Microsoft has announced that it will be fixing a UAC security flaw in Windows 7, but the new system still leaves open one of the biggest security holes: people.
A few days ago, I mentioned that Microsoft was getting some flak for a security flaw in Windows 7’s implementation of UAC. In an effort to cut down on superfluous prompts, the default in Windows 7 is to not warn users about changes to system settings. The problem is that UAC’s settings are system settings, so a crafty hacker could silently silence UAC. The hacker’s code can now elevate to Administrator privileges without warning, thus defeating the whole point of UAC.
Microsoft’s initial attitude was that this is how things should work, much to the consternation of many developers.
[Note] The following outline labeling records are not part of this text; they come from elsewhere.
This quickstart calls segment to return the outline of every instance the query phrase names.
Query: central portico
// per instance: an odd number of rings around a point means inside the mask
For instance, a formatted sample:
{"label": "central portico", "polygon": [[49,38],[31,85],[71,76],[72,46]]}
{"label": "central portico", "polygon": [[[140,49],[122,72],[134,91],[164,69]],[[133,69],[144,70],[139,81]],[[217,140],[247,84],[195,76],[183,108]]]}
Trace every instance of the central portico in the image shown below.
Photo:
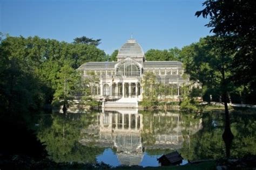
{"label": "central portico", "polygon": [[[99,82],[91,83],[91,94],[97,99],[116,103],[133,103],[143,99],[142,79],[145,73],[151,73],[159,83],[171,89],[165,91],[166,97],[177,99],[185,92],[181,87],[190,84],[189,77],[183,76],[182,63],[176,61],[147,61],[140,45],[134,39],[128,40],[120,48],[117,61],[89,62],[78,69],[85,77],[93,75]],[[160,97],[160,96],[159,96]]]}

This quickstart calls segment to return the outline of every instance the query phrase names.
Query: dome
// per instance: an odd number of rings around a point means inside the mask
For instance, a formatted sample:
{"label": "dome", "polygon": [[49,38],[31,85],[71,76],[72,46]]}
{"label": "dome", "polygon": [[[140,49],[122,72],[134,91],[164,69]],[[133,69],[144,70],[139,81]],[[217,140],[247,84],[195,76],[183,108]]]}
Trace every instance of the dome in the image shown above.
{"label": "dome", "polygon": [[117,56],[143,57],[144,52],[135,39],[130,39],[120,48]]}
Yesterday, the company relented; UAC settings will now be a special case that always requires user approval in the form of that dreaded UAC prompt.
That’s all fine and good, but it doesn’t address social engineering, which is still one of the biggest problems facing desktop applications. The MSDN blog entry addresses this without quite emphasizing it:
We have also heard of security concerns that involve multiple steps to demonstrate a potential exploit. It is important to look at the first step—if the first step is “first get code running on the machine” then nothing after that is material, whether it is changing settings or anything else. We will treat very seriously the ability to get code on a machine and run without consent.
The problem is that users tend to consent to everything. It’s a well-known phenomenon, and even most power users tend to power through confirmation prompts with just a cursory glance. Having used Vista and Windows 7 as my primary OSs, I can say that the UAC prompts are not all that helpful —they tell you that something needs Administrator privs, but that’s a very broad statement. Click “yes” for enough installers, and you may not notice when UAC actually catches something.
Perhaps what’s needed is a two-tier UAC prompt that distinguishes between commonly-used privileges and rarer or more critical ones. Most actions will get the basic prompt, which would look much the same as today’s UAC, but the higher-importance prompts would warn users that unless they really know what they’re doing, “no” is probably the safer bet.
In other words, don’t just give the dry facts: help people interpret them. The Achilles heel of most prompts is that users don’t know what to do with them. A two-tier system would solve this by telling users, “it’s probably safe to confirm if you trust this vendor” or, “if you don’t really know what this means, we suggest denying the request.”